O fator final que sustenta o populismo na Europa é o presidente dos EUA, Donald Trump, cuja hostilidade em relação à UE é apenas um pouco velada. Claro, uma oposição generalizada a Trump poderia servir como uma espécie de força unificadora na UE, que não hesitaria em responder se o protecionismo Trumpian ou outras políticas acabassem afetando diretamente seus membros.

Mas, por enquanto, os países individuais da Europa parecem ansiosos para tentar sua sorte individualmente com o Trump. Notavelmente, a Macron quer usar o envolvimento direto com o Trump para fortalecer a posição da França na Europa, onde a antiga influência do Reino Unido parece estar em busca e, de forma mais ampla. Outros consideram a Trump como uma fonte potencial de proteção. Alguns líderes da Europa Central e Oriental também o vêem como uma fonte de legitimidade para suas próprias agendas populistas.

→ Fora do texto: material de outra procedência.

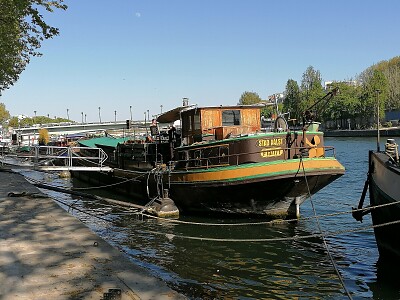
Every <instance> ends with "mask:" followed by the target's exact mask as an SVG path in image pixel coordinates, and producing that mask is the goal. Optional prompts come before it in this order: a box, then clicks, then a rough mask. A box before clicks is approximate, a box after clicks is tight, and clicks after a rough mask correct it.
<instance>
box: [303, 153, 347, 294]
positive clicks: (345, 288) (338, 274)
mask: <svg viewBox="0 0 400 300" xmlns="http://www.w3.org/2000/svg"><path fill="white" fill-rule="evenodd" d="M300 163H301V165H302V169H303V174H304V181H305V183H306V186H307V191H308V196H309V198H310V202H311V207H312V210H313V212H314V216H317V211H316V210H315V206H314V202H313V201H312V196H311V191H310V186H309V185H308V180H307V174H306V170H305V168H304V162H303V157H302V156H300ZM315 223H316V224H317V227H318V230H319V232H320V233H321V234H322V233H323V231H322V228H321V224H320V222H319V219H318V218H315ZM322 241H323V243H324V246H325V249H326V252H327V253H328V256H329V260H330V261H331V263H332V266H333V268H334V270H335V273H336V274H337V276H338V278H339V281H340V283H341V285H342V287H343V289H344V291H345V292H346V295H347V297H348V298H349V299H353V298H352V297H351V294H350V292H349V290H348V289H347V287H346V284H345V283H344V280H343V277H342V275H341V274H340V272H339V269H338V268H337V265H336V262H335V260H334V259H333V256H332V254H331V251H330V250H329V246H328V243H327V242H326V238H325V237H324V236H322Z"/></svg>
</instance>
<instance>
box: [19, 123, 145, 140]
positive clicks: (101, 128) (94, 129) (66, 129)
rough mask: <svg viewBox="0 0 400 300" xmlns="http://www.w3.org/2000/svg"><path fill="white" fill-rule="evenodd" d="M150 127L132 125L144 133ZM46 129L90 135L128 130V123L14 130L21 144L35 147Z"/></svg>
mask: <svg viewBox="0 0 400 300" xmlns="http://www.w3.org/2000/svg"><path fill="white" fill-rule="evenodd" d="M148 125H150V123H149V122H145V121H133V122H131V123H130V127H131V128H136V129H137V130H139V131H142V132H143V130H144V129H145V128H146V126H148ZM40 129H46V130H47V131H48V132H49V135H53V136H61V135H64V136H65V135H74V134H79V133H83V134H84V133H89V132H97V131H106V130H123V129H127V121H126V120H125V121H116V122H101V123H96V122H95V123H73V122H62V123H47V124H40V125H39V124H35V125H33V126H29V127H20V128H14V131H15V133H17V134H18V135H19V142H20V143H21V144H23V145H33V144H36V143H37V139H38V137H39V130H40Z"/></svg>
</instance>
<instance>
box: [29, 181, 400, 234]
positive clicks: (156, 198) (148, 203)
mask: <svg viewBox="0 0 400 300" xmlns="http://www.w3.org/2000/svg"><path fill="white" fill-rule="evenodd" d="M140 176H143V175H140ZM24 177H26V178H27V179H28V180H31V181H32V182H36V183H44V181H40V180H36V179H34V178H31V177H29V176H26V175H24ZM47 185H49V186H51V187H58V188H59V186H55V185H51V184H47ZM65 190H66V191H71V190H75V189H74V188H72V189H67V188H65ZM155 199H157V197H155V198H152V199H151V200H150V202H149V203H152V202H153V201H154V200H155ZM149 203H147V204H146V205H145V206H149V205H148V204H149ZM396 204H400V200H399V201H394V202H391V203H384V204H379V205H374V206H367V207H364V208H358V209H352V210H351V211H341V212H335V213H328V214H323V215H317V216H315V215H314V216H310V217H300V218H293V219H275V220H269V221H261V222H242V223H201V222H192V221H183V220H176V219H166V218H162V217H158V216H153V215H146V217H147V218H151V219H158V220H161V221H164V222H170V223H176V224H187V225H199V226H253V225H274V224H281V223H293V222H302V221H309V220H314V219H322V218H326V217H334V216H339V215H345V214H351V213H353V212H364V211H370V210H373V209H378V208H382V207H386V206H391V205H396ZM140 213H141V212H140ZM137 214H139V213H137Z"/></svg>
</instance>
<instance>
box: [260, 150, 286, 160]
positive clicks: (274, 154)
mask: <svg viewBox="0 0 400 300" xmlns="http://www.w3.org/2000/svg"><path fill="white" fill-rule="evenodd" d="M282 154H283V150H282V149H280V148H274V149H262V150H261V157H264V158H268V157H276V156H281V155H282Z"/></svg>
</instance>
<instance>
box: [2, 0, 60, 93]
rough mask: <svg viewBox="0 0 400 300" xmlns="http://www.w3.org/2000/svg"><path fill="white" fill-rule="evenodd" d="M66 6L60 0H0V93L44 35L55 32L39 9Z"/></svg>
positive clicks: (12, 79) (56, 31) (28, 57)
mask: <svg viewBox="0 0 400 300" xmlns="http://www.w3.org/2000/svg"><path fill="white" fill-rule="evenodd" d="M55 8H56V9H63V10H65V9H66V8H67V6H66V5H64V4H63V0H54V1H43V0H0V12H1V14H0V95H1V92H2V91H3V90H5V89H7V88H9V87H10V86H12V85H13V84H14V83H15V82H16V81H17V80H18V78H19V75H20V74H21V72H22V71H23V70H24V69H25V67H26V65H27V64H28V63H29V61H30V58H31V57H32V56H40V55H41V53H40V52H38V51H37V50H38V49H39V48H40V46H41V42H42V41H43V40H44V39H50V38H52V37H54V36H56V35H58V33H59V31H58V29H57V28H55V27H52V26H50V25H48V24H46V22H45V21H44V19H43V16H42V15H41V13H40V10H46V11H48V12H53V10H54V9H55Z"/></svg>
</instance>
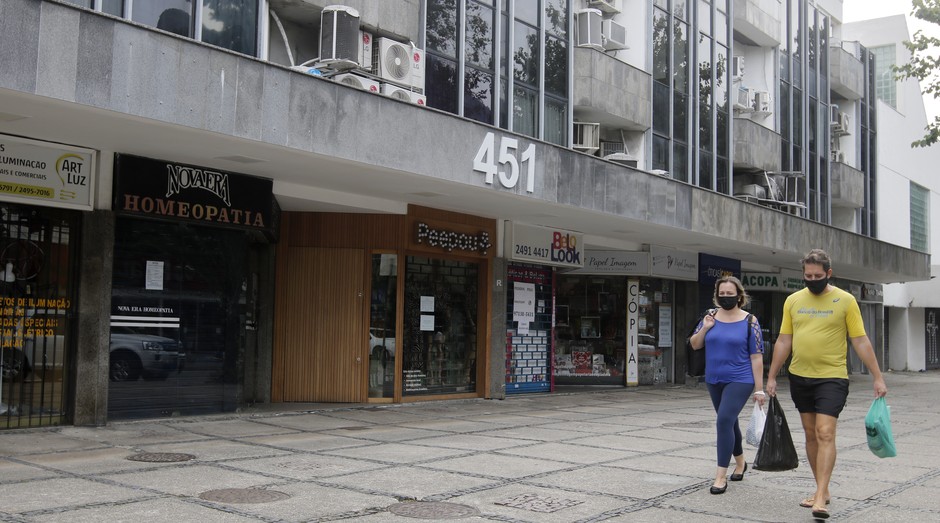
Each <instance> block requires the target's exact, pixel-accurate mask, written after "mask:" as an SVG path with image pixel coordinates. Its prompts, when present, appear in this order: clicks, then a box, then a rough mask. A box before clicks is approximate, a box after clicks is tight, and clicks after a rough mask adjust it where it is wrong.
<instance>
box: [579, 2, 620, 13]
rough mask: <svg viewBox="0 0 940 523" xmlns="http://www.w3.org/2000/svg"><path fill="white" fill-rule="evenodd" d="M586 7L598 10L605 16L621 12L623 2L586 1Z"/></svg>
mask: <svg viewBox="0 0 940 523" xmlns="http://www.w3.org/2000/svg"><path fill="white" fill-rule="evenodd" d="M588 7H593V8H594V9H600V10H601V11H603V12H605V13H607V14H617V13H619V12H620V11H622V10H623V0H588Z"/></svg>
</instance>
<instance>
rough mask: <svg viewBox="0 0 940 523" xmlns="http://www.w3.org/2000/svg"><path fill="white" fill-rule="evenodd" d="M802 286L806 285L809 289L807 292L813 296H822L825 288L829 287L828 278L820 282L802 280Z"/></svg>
mask: <svg viewBox="0 0 940 523" xmlns="http://www.w3.org/2000/svg"><path fill="white" fill-rule="evenodd" d="M803 284H804V285H806V288H807V289H809V292H811V293H813V294H822V293H823V291H825V290H826V287H827V286H828V285H829V278H828V277H826V278H822V279H820V280H807V279H804V280H803Z"/></svg>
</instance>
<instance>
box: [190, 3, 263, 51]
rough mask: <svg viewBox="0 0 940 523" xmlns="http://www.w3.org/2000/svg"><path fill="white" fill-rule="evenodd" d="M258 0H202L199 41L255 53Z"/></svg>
mask: <svg viewBox="0 0 940 523" xmlns="http://www.w3.org/2000/svg"><path fill="white" fill-rule="evenodd" d="M257 21H258V2H257V0H202V41H203V42H205V43H207V44H212V45H217V46H219V47H222V48H224V49H228V50H231V51H235V52H236V53H242V54H247V55H252V56H253V55H255V54H256V47H257V45H256V40H257V35H258V26H257Z"/></svg>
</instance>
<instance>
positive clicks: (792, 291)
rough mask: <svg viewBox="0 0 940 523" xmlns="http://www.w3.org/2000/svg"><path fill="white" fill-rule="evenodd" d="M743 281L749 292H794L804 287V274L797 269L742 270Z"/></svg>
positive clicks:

Então, a maré populista da Europa está longe de se retirar. Mas a medida em que a UE está em risco de ser varrida por ele não está claro - e é provável que permaneça, assim como a área cinza entre os partidos mainstream e populista continua a crescer.

ZAKI LAÏDI

Zaki Laïdi, é professor de Relações Internacionais da Sciences Po, foi conselheiro do ex-primeiro-ministro francês Manuel Valls. Seu livro mais recente é Le reflux de l'Europe.